The difference between being in the 75th percentile in patient satisfaction ratings, compared to below that 75th percentile, can mean a gain or loss of many millions of dollars to a hospital. Rating agencies regularly survey patients to assess their experience, while other agencies regularly come into hospitals to rate “employee engagement,” believed to be a key indicator  leading to the patient experience.

Reason #2 – Emergency rooms are central feeders of patients into hospitals. Many reading this, including me writing this, have experienced poor performance in ERs – long waiting times, poor communication and less than quality care. This leads patients to go to other hospital ERs, leading to a loss of patients and loss of revenues.

Some hospitals have gone as far as hiring hospitality executives from leading hotel corporations  to try to help them fix the problems. But, hospital rooms are not hotel rooms or resorts. People aren’t looking for their beds to be turned down at night or chocolate on their pillows. Though that would be nice, it’s not the kind of thing that will provide comfort and relief to a patient who is sick or injured and may not understand what is being done to her, for her or why. Perhaps, that is why so many of these efforts leave patients like John Stossel and many others despondent over their patient experience.
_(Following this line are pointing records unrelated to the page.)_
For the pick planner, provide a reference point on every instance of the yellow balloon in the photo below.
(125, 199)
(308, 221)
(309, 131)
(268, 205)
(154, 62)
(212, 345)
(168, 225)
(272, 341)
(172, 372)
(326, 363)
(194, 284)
Recently, after a long career in many different business disciplines, including building a leadership development program for an internationally renowned organization, I started working with a good friend, Tony Dottino, in his consulting business. He has turned much of the focus of his work to hospitals and healthcare.  When I heard him tell the following story to a workshop group, I totally understood his passion for this work.

“Thirteen years ago,” he began, “as I sat by the bedside of my dying former wife, she asked me to make her a promise. She said, ‘You have a gift. I want you to promise me that you will take that gift into hospitals, so no one will ever again be treated the way I’ve been treated.’

“From that day on, I turned the focus of my work to hospitals and have been working with these institutions ever since.”

Working with Tony, I have seen his effectiveness first hand and in the metrics he has changed within hospitals. The work he does, on one hand, focuses on communication between caregivers and the patient, with an understanding of how the brain interprets communication – words, tone, physiology and mood.  But, he takes a giant leap beyond that to work with executives, managers and the hands-on caregivers, doctors, technicians and environmental staff, to transform the culture of the organization to one in which communication flows through all levels and disciplines, trust is engendered and frontline caregivers are given the innovation skills and tools to innovate change, with bottom line results, improved care and satiating the patients craving to know and understand their situation, progress and treatments. When I walk through the halls of some of these hospitals, nurses, doctors and even CEOs and COOs physically embrace Tony with a big hug.

In some cases, these hospitals have more than doubled their patient satisfaction scores. That’s great news for these hospitals, and more importantly, for the patients who visit these institutions.

As just one example, in one ER, he helped them reduce wait time from 90 minutes to 30 minutes and improve along a whole host of areas that bring comfort and quality care to patients.

Yes, John Stossel’s experience is, unfortunately, all too common. But, change is coming through this man and those who can truly offer anything resembling his approach and his success with hospitals and healthcare and the people working in these institutions.